We can get data using the following syntax.

SELECT *
FROM SYSLIB.load_from_hcatalog(USING
hosttype('hadoop')
server('sandbox.hortonworks.com')
port('9083')
username('hive')
dbname('sql_class')
tablename('addresses')
columns('*')
templeton_port('50111')
--hadoop_properties('dfs.client.use.datanode.hostname=true')
hadoop_properties('<dfs.client.use.datanode.hostname=true>,<dfs.datanode.usedatanode.hostname=true>')
)dt;

However, when we try to create a foreign server we get the following error after trying to do the SELECT below:

CREATE FOREIGN SERVER hadoop3
USING
hosttype('hadoop')
server('sandbox.hortonworks.com')
port('9083')
hiveport ('10000')
username('hive')
templeton_port('50111')
hadoop_properties('<dfs.client.use.datanode.hostname=true>,<dfs.datanode.usedatanode.hostname=true>')
DO IMPORT WITH SYSLIB.LOAD_FROM_HCATALOG,
DO EXPORT WITH SYSLIB.LOAD_TO_HCATALOG;

select * from sql_class.claims@hadoop3;

ERROR [HY000] [Teradata][ODBC Teradata Driver][Teradata Database] in UDF/XSP/UDM SYSLIB.HCATALOG_CONTRACT: SQLSTATE 38001: [TD-SQLH]:ip-172-30-1-111: ip-172-30-1-111: unknown error

172.30.1.111 is the private ip of our Teradata Base+ instance running on AWS.

Thanks again. :/


Teradata Employee

Re: QueryGrid Teradata to Hadoop Configuration Issues

What versions of TDBMS, tdsqlh_td, and tdsqlh_hdp are running on the AWS instance? You can get this information by running the following commands on the AWS instance.

# pdepath -i

# rpm -qa | grep sqlh

Also, make sure to have the required ports opened.

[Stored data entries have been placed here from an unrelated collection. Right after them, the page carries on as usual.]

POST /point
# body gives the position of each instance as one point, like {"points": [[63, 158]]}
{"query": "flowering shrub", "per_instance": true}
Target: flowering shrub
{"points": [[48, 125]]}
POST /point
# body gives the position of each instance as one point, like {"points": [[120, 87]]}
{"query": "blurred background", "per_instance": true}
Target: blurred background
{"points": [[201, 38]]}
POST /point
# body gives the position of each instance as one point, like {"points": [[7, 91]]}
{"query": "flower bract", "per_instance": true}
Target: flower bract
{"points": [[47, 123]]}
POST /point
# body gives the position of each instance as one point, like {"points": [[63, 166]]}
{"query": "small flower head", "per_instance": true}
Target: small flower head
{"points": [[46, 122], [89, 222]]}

Define network settings in the AWS VPC ACL as follows:

  • Add an outbound rule into the AWS VPC ACL to allow the TD AWS instance to connect to the on-premises Hadoop system, if no such rule exists.
  • Add an inbound rule into the AWS VPC ACL to allow the on-prem Hadoop system to connect to the TD AWS instance.

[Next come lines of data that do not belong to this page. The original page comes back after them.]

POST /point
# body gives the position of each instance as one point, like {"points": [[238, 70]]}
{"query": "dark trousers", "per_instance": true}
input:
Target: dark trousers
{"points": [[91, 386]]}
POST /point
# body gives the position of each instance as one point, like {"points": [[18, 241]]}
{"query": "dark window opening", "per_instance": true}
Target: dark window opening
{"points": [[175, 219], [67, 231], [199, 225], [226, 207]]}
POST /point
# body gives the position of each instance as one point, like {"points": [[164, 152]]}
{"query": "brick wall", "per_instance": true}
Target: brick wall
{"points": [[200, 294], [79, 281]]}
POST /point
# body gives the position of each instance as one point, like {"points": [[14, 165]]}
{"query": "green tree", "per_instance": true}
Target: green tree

In addition, define network settings in the AWS security group as follows:

  • Add an outbound rule allowing the TD AWS instance to connect to the Hadoop system, if no such rule exists.
  • Add an inbound rule for the TD AWS instance's PTL listen port allowing the Hadoop system to connect and transfer data to the TD AWS instance. Default PTL listen port is 5002.

Use the public IP address of the TD AWS instance and the IP address of the on-prem Hadoop system when creating foreign server objects.

Enthusiast

Re: QueryGrid Teradata to Hadoop Configuration Issues

Thanks for the reply!

This is good advice for those who want to set this up the right way and it makes more sense in hindsight. :P

The whole unknow error thing threw us off and the fact that T2T was working.  We knew something was fishy because the ip addresses being displayed in teh error were private IPs.

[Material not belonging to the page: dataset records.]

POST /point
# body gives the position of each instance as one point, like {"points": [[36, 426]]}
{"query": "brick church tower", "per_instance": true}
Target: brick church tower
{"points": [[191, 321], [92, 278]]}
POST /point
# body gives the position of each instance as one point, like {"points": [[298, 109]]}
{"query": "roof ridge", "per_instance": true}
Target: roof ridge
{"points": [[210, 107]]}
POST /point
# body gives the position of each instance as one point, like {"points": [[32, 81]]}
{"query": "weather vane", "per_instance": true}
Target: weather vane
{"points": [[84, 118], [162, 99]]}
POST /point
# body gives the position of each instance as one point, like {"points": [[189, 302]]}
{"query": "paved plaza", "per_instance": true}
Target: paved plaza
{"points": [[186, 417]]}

We were working in EC2 within their Networking and Security and didn't realize the there is a separate networking area in AWS for VPC and setting ACL inbound and outbound rules there... 

What we did was create our Teradata instances outside the VPC and we were able to communicate T2T and T2H with our Hadoop system running on Microsoft Azure.

This served our purposes which were non-critical.  Thanks again!

Teradata Employee

Re: QueryGrid Teradata to Hadoop Configuration Issues

Hi All, Even i have the same issue while i connect to UDA2.0 and query cloudera table there error is mentioned as below. I am able to push down the query to hadoop and it runs the job there but TD is not able to read the mapreduce output on HDFS.

Executed as Single statement.  Failed [7825 : 38000] in UDF/XSP/UDM SYSLIB.HCATALOG_CONTRACT_CDH5_4_3: SQLSTATE 38001: [TD-SQLH]:Error while compiling statement: FAILED: SemanticException [Error 10001]: Line 1:78 Table not found 'tdsqlh_test' 

Elapsed time = 00:00:01.286 

STATEMENT 1: Select Statement failed. 

Any inputs are appreciated.

Regards,

Pavan 

Teradata Employee

Re: QueryGrid Teradata to Hadoop Configuration Issues

Hi Pavan,

Is this error from executing the query on a Teradata AWS instance? Which instance type is it?

Teradata Employee

Re: QueryGrid Teradata to Hadoop Configuration Issues

No this is from TD 15.10 VM which i use for new UDA 2.0.

Teradata Employee

Re: QueryGrid Teradata to Hadoop Configuration Issues

Pavan,

I don't think you have the same issue as toadrw (original poster) as his problem is related to AWS network settings.

Can you give us more details about your environment? What version of TDMBS, tdsqlh_td, and tdsqlh_hdp? What version of Hadoop?